WHEN SPEAKING to Carol Adams and Ruschda Johaadien, who graduate this week from the Graduate School of Business (GSB) 2001 part-time Associate in Management (AIM) programme, it becomes clear that the year they spent at the Waterfront campus has been a watershed experience for both.
President and Vice-President, respectively, of the AIM class for the second semester of last year, Adams and Johaadien have achieved things neither would have thought possible until recently. Both talk of the AIM programme "opening a new world of opportunity".
Adams is an occupational therapist by training who "escaped" employment in a clothing factory by registering for and finishing her degree - cum laude - at the University of the Western Cape (UWC) despite a number of financial hiccups. After working as a community therapist for UWC for a few years, she moved to Southern Life (currently Momentum) where she progressed from claims consultant into the company's actuarial department.
Feeling that she needed some formal business training, she registered at the GSB last year, but with a certain amount of diffidence. "Going there with a community, social service ethic, I didn't feel that I belonged in the hard business world," she says.
The quiet one in the class initially, Adams soon found her voice and discovered a burgeoning sense of confidence. "AIM doesn't just give you the academic framework and the business skills, but it also helps you grow as a person," she notes.
While she had not intended to leave Momentum when enrolling for AIM, prospects at the company became limited and she realised – thanks to her new-found confidence – that it was time to move on. "It was very clear in my mind that I had outgrown my job, and I had to do something which was more challenging."
Two days after finding out she was pregnant (with twin boys), she negotiated "a very nice package" with the fledgling Medscheme Life, who had called her with a job offer. This package included Medscheme reimbursing her for AIM tuition costs.
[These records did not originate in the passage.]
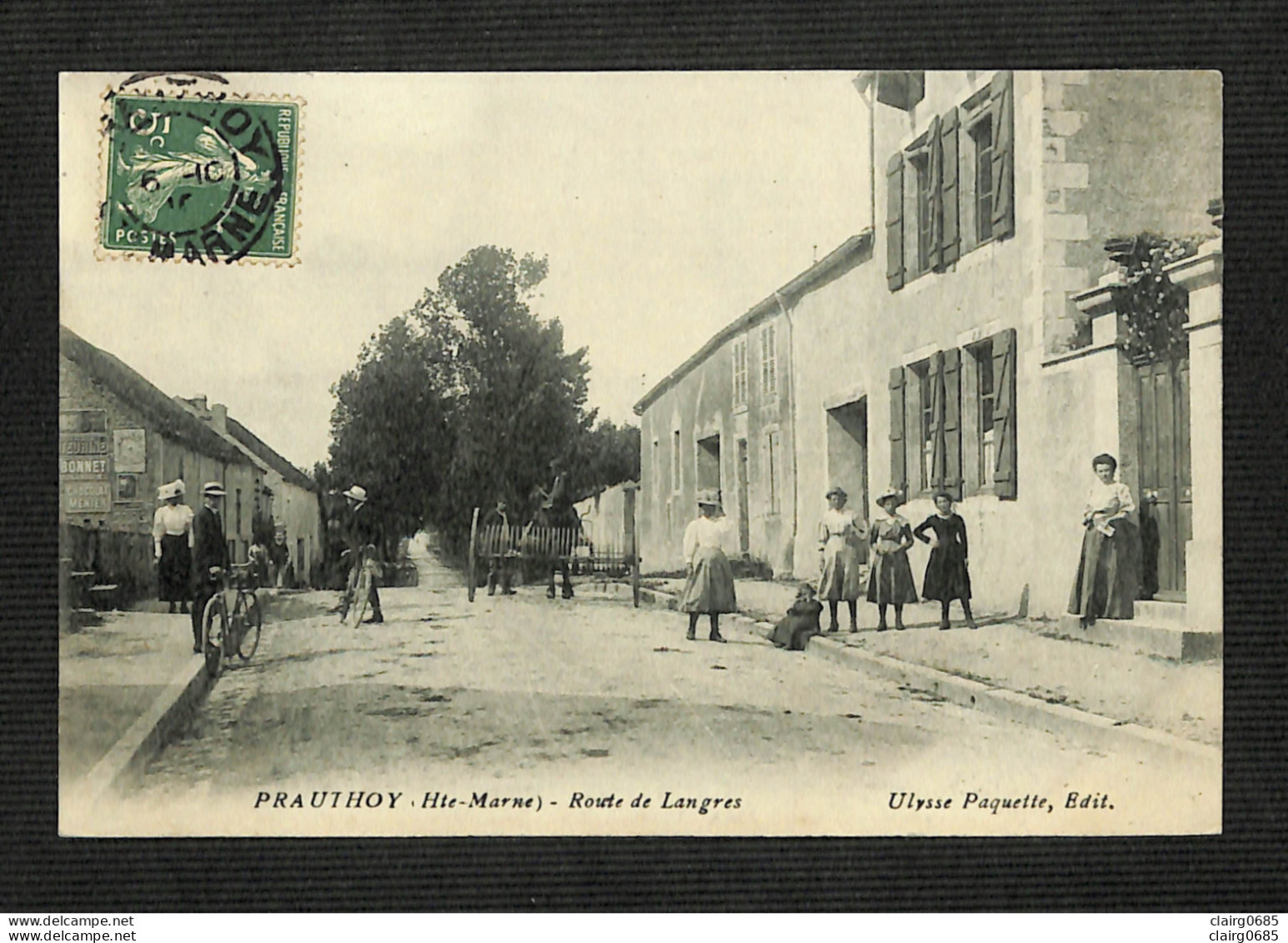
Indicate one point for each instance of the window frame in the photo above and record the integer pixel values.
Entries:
(985, 441)
(974, 228)
(739, 374)
(773, 484)
(768, 364)
(676, 473)
(920, 408)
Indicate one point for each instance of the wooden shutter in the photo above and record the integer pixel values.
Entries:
(936, 419)
(1004, 155)
(935, 165)
(895, 222)
(898, 444)
(950, 238)
(1004, 414)
(952, 482)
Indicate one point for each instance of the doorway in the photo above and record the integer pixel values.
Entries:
(848, 453)
(1165, 492)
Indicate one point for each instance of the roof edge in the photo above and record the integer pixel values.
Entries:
(792, 291)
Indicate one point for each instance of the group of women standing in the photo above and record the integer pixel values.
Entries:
(844, 538)
(1105, 584)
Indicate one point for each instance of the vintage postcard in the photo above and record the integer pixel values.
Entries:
(725, 454)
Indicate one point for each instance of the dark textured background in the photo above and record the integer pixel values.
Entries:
(1245, 869)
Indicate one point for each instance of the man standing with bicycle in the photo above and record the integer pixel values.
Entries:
(363, 531)
(209, 554)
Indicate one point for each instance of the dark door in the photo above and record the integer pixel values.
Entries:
(1165, 494)
(744, 524)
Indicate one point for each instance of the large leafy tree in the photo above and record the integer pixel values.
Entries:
(465, 399)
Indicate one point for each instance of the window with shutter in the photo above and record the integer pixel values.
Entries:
(895, 274)
(938, 444)
(675, 461)
(925, 424)
(1004, 415)
(1002, 183)
(935, 198)
(898, 446)
(768, 364)
(982, 146)
(950, 240)
(952, 424)
(739, 373)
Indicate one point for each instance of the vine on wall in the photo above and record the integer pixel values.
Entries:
(1152, 309)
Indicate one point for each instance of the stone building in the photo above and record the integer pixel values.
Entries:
(723, 420)
(959, 344)
(122, 439)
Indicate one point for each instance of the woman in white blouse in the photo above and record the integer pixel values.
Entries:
(841, 534)
(1110, 569)
(710, 585)
(172, 543)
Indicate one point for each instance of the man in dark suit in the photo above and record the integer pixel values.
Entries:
(503, 554)
(209, 552)
(558, 512)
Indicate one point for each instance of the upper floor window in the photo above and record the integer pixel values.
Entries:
(675, 460)
(925, 184)
(924, 229)
(739, 373)
(982, 141)
(985, 439)
(768, 364)
(952, 422)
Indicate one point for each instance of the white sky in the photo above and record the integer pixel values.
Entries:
(668, 203)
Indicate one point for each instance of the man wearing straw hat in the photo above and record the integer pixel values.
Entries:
(363, 532)
(209, 554)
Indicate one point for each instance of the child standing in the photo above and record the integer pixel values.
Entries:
(947, 577)
(890, 580)
(801, 621)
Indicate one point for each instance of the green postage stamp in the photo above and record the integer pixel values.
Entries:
(203, 179)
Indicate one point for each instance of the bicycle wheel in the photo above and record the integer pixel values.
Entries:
(253, 625)
(214, 631)
(361, 590)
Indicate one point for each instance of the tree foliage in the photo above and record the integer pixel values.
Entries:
(465, 399)
(1152, 309)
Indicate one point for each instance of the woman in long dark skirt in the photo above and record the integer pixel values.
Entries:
(710, 585)
(890, 579)
(947, 577)
(172, 536)
(1108, 574)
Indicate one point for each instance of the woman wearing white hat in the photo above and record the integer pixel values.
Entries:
(840, 538)
(890, 580)
(710, 585)
(172, 543)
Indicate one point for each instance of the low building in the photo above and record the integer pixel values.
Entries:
(723, 422)
(120, 439)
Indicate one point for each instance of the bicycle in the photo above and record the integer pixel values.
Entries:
(226, 633)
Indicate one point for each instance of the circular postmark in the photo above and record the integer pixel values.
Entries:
(201, 179)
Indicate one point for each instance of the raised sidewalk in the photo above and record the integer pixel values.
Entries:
(1010, 666)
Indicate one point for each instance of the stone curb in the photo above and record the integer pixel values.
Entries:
(124, 763)
(993, 700)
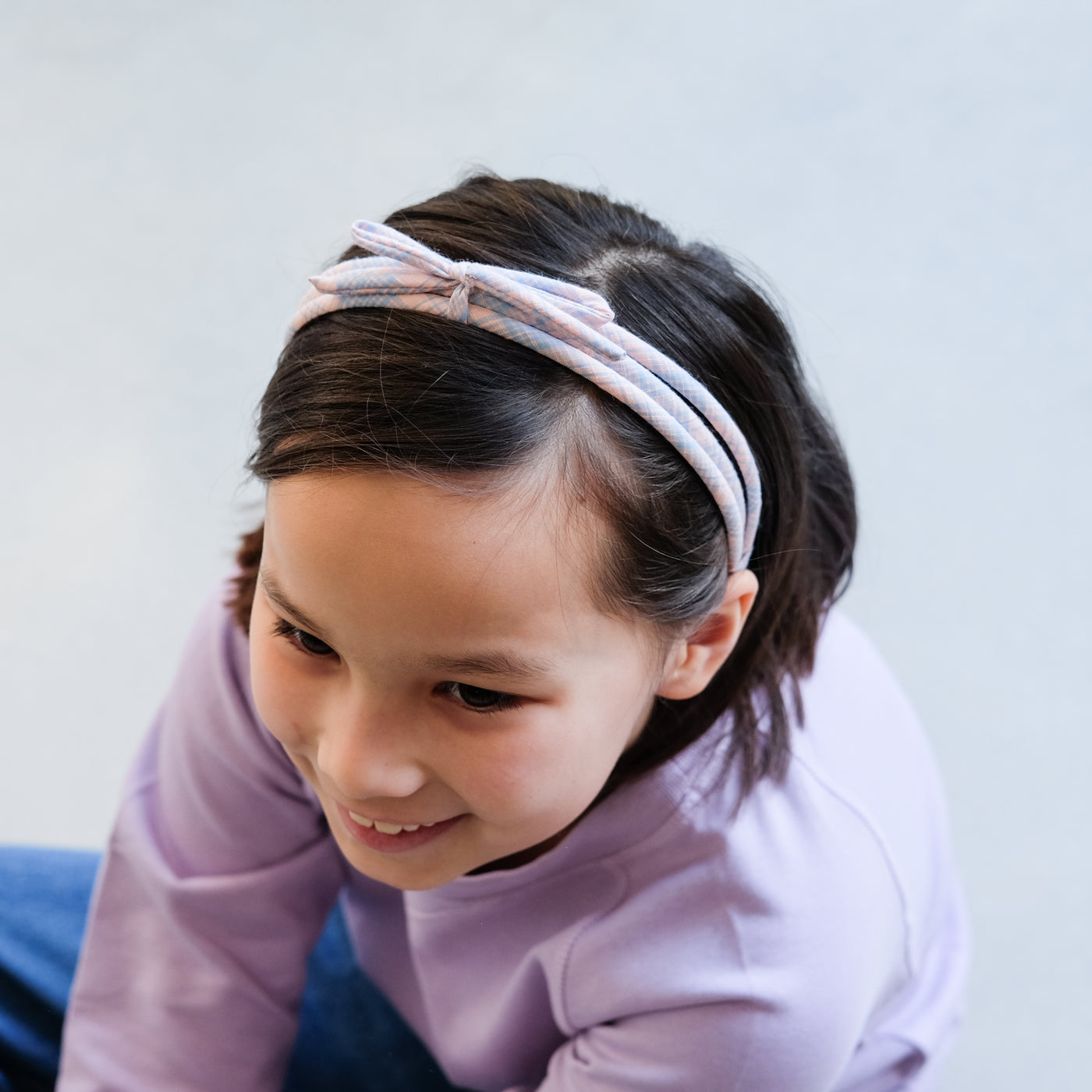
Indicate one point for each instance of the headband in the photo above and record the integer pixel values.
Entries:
(569, 324)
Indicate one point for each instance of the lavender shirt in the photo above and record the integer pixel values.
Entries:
(814, 941)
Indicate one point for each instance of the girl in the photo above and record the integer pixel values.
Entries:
(529, 690)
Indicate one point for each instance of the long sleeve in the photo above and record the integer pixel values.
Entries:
(216, 882)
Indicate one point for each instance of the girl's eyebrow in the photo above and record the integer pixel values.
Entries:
(276, 597)
(511, 665)
(508, 664)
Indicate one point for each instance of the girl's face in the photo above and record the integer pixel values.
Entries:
(434, 666)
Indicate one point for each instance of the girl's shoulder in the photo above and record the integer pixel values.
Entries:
(828, 895)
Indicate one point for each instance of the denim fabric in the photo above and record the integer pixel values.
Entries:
(351, 1039)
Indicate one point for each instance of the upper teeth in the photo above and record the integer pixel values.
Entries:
(388, 828)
If not for AIM, Adams says she may have become frustrated in her professional life. "AIM provided me with the opportunity to realise that I am capable of doing much more than I thought. I think eventually I may have reached this point in my life, but I feel I would have taken a lot of detours and it would have taken a bit longer to get here."
Johaadien agrees that AIM also gave her the courage to venture into previously unexplored regions of possibility. A BA graduate – also from UWC – she was working for managed healthcare company, QUALSA Healthcare, when she decided that she needed a generic business qualification.
Thinking initially that the course would simply provide her with the necessary business skills, she realised after the first term that AIM had much more to offer. "It opened my mind to so many different things, to so many different ways of looking at things," she recollects.
While she, like Adams, had no intention of leaving her then-employer, a number of job offers came her way courtesy of the GSB's Careers Service. An eleventh hour decision to attend a presentation by Private Wealth Management (PWM), a subsidiary of Old Mutual, changed the course of her life.
"I remember sitting in the car and thinking to myself, should I rather go shopping at the Waterfront? What do I know about finance, I thought? I literally had my foot out of the car door when I said, 'Ruschda, this one second can change your life'. And it actually did. As I sat in the presentation and listened to the speaker, I thought, hey, I can do this.
"The whole course has given me a lot of confidence in my abilities. Even going into AIM, I didn't think I was going to cope, but the course has shown me there's a lot more to me than I thought."
Currently on a three-month intensive training programme in financial planning at PWM, Johaadien says the AIM course has also given her the courage to take on some very difficult professional pursuits. She has recently registered on a programme to become a certified financial planner, the highest qualification in this field.
"I would never have thought of tackling that now if didn't do AIM last year. It's just opened up this whole new world to me."
The long hours at the GSB have paid off, she adds. "My family didn't see me a lot, but they knew what I wanted to achieve and why."